Kimi zaman ömrümüzden ömür götürdü, kimi zaman ise aksiyon sahneleriyle heyecanımızı dinç tuttu. Biliyorum, çoğunuz izlemeyi bıraktı bile. Haksızsınız diyemem. Öyle sezonlar oldu ki, bize yok artık dedirtti. Ama ne olursa olsun, Oliver Queen’i, onun bir kişiden bir şeye dönüşmesini ve yaptığı fedakarlıkları izlemeye fırsatımız oldu. ama sanırım, yaptığı fedakarlıkların en büyüğü, yeni bir evren oluşturmak adına canını feda etmek oldu.

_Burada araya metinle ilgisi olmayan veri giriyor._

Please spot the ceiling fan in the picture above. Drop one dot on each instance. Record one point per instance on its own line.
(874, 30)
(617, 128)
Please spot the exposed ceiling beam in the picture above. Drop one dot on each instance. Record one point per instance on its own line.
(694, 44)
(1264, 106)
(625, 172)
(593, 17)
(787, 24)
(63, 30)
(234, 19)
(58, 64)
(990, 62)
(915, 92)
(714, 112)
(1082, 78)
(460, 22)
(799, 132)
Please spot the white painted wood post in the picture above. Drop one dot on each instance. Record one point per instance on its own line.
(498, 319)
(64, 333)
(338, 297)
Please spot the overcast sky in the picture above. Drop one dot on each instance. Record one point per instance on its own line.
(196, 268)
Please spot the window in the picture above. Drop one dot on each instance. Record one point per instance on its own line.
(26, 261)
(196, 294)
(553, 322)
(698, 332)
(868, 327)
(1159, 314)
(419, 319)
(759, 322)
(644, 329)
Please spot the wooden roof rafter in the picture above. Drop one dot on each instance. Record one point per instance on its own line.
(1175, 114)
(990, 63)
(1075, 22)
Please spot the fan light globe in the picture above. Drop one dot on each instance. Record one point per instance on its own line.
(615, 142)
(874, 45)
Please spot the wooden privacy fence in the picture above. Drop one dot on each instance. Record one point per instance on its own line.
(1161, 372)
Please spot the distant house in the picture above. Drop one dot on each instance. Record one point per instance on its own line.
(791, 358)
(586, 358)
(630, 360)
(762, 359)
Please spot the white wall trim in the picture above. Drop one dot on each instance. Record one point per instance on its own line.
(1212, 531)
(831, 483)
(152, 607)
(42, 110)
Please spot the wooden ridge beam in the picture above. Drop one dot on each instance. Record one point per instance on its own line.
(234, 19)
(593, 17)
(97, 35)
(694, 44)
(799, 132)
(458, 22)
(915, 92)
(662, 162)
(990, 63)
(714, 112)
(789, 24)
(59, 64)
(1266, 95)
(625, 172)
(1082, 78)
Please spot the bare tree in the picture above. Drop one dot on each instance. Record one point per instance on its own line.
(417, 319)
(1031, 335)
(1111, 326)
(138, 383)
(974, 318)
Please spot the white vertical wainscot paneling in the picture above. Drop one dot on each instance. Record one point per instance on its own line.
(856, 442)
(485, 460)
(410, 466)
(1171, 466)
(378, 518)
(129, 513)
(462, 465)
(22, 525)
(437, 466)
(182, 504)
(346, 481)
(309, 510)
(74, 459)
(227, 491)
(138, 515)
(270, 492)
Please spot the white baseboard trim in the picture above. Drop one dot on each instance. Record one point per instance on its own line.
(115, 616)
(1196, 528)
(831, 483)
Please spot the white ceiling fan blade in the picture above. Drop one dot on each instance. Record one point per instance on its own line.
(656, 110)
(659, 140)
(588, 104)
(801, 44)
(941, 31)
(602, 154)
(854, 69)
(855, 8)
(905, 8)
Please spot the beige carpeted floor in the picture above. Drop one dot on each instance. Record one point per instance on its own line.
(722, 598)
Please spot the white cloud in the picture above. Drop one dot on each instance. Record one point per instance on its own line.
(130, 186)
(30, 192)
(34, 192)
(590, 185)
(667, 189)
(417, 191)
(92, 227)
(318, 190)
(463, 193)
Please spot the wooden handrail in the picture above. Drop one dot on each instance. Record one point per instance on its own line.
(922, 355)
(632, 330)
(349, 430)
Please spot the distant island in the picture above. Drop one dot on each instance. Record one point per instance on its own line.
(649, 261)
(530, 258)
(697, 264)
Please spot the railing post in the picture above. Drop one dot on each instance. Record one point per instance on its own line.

Bununla birlikte gelen dünyayı kendi istediği düzende yeniden oluşturması, bölümün ilgi çekici kılan tarafıydı. Başta bu söz ona mı ait yoksa ,Flashpoint gibi, elde olmayan bir şey mi emin olamadım. Ta ki Laurel’ın yaşamadığını görene kadar. Kimsenin aklına gelmemişti. Dünya 2’deki Laurel’ın hariç. Kendini bu zamana kadar -özellikle Oliver’ın gözünde- hep değersiz görmüştü. Belki kötü bir insan? Ama Oliver bu yaptığıyla ona ne kadar değer verdiğini göstermişti. Babasıyla yaşadığı o sahne çok fazla duygu içeriyordu.

Yine de bana kalırsa bizim Laurel’a bir haksızlık yapılmış gibi hissettim. Özellikle Tommy ile evlendiklerini öğrendiğimde gerçekten çok üzüldüm. Bu ikiliyi çok seviyordum zamanında. Ama kısa da olsa, güzel bir evlilik yaşadıklarını düşünerek avunmaya çalışıyorum.

Oliver, geçmişte yaptığı bütün hataları düzeltmeye çalışmış. Tommy gibi annesini de hayata geri döndürmüş. Yazarken bile tüylerim diken diken oldu. Oliver, herkesin ölümünden hep kendini sorumlu görmüştü. Şimdi Oliver’ın olmadığı bir dünyadalar ama Oliver, onların nefeslerinde yaşıyor olacak.

Felicity ise bölümün sürprizlerinden bir tanesiydi. Bize değil tabi, malum sosyal medya sağ olsun artık bu sürprizlerin bir anlamı kalmıyor ama onu görmek gerçekten çok iyi hissettirdi. Sadece bize değil, Mia’ya da.

Bütün ekip iş başındaydı. Herkesi bir arada görmek kesinlikle final için çok uygun bir karardı. Böylece herkes son vedasını etmiş oldu.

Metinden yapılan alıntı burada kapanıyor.